The evolution of resistance to antibiotic is a new function. The selection of it is a different story. This is the distinction I'm trying to make.
>These rarely spring into being de novo.
I am not sure if we're communicating. There is a situation where a protein inhibits an antibiotic (even feebly) and where a protein doesn't inhibit that antibiotic. Between those points, evolution (not natural selection) has occurred. Say you have two related antibiotics. Currently, in a population of bacteria you see resistance to one antibiotic, but not to the other. In a few years, you begin to see resistance to another antibiotic in that same population. Now, there are two explanations (in this context) for what happened: one, the gene for resistance to the second antibiotic was ALREADY PRESENT (as a variant of the first gene, either in the population or on the genome) in the bacterial population, and was NATURALLY SELECTED for. Two, the gene for resistance EVOLVED from the first gene, in some manner, and was THEN natural selected for. These are two different processes.

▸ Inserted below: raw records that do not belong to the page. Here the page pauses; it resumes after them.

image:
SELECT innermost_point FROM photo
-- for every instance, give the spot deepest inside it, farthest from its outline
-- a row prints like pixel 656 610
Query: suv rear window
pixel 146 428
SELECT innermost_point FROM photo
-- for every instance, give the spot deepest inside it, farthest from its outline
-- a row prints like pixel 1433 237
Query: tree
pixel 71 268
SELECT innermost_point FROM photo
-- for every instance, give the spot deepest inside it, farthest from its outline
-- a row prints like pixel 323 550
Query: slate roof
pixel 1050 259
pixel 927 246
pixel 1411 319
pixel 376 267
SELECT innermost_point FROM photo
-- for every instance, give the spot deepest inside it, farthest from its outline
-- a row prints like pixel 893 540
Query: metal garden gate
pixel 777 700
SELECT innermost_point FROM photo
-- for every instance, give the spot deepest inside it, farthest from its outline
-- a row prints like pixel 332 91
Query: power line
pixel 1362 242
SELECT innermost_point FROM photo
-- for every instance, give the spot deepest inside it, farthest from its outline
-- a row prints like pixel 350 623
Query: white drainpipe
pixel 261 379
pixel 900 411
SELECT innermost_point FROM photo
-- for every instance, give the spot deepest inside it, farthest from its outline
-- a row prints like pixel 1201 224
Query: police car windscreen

>One day, people are alive. The next day, they die. Why? Because >the bacteria in their bodies have developed the function of surviving >massive doses of a common antibiotic. Isn't that what you're after?
Nope. Because I'd argue a few bacteria (a single one will do) already had this function, and they were just selected for, and that bacteria (which is resistant) reproduced to a point where most of the bacteria in your body were not susceptible to antibiotics, thus killing the host.
>I don't understand your objection. Being selected for changes the >frequency of this character, and THAT is evolution.
That's where we disagree. To me, evolution is the evolution of the function at a molecular level, that is cumulative mutations (it could be one) that result in new function for a given protein. Natural selection is the selection (positive or negative) of that organism with that protein. Evolution operates at a molecular/genetic level. Natural selection operates on the usefuless of the evolution that has occured (at various levels).
>For example, genes which code for one protein in hemoglobin may >silently duplicate, and only over much time will that duplication >develop some functionality.
This is what I mean by evolution! Suppose our haemoglobin genes tomorrow also conferred resistance to malaria (by having a few mutations). Wouldn't you wonder HOW a new function arose from this duplication (which must've been both haemoglobin initially), and how long it took just to come up with it?
>It's pointless to insist on isolating the original duplication event, >because it was silent.
No, not the original duplication event, but the length of time (and how) it takes to come up with the new functionality (which has to happen BEFORE natural selection).
>The important point is that mutation without selection is not a >particularly interesting concept, from an evolutionary perspective.
We disagree there too, and there's quite a bit of research on this topic. Basically, the idea is, how long does it take for new function to evolve, from an existing gene, before naturally selection can operate on it. How does it evolve? Is it randomly (the current belief) or is there some directed process going on?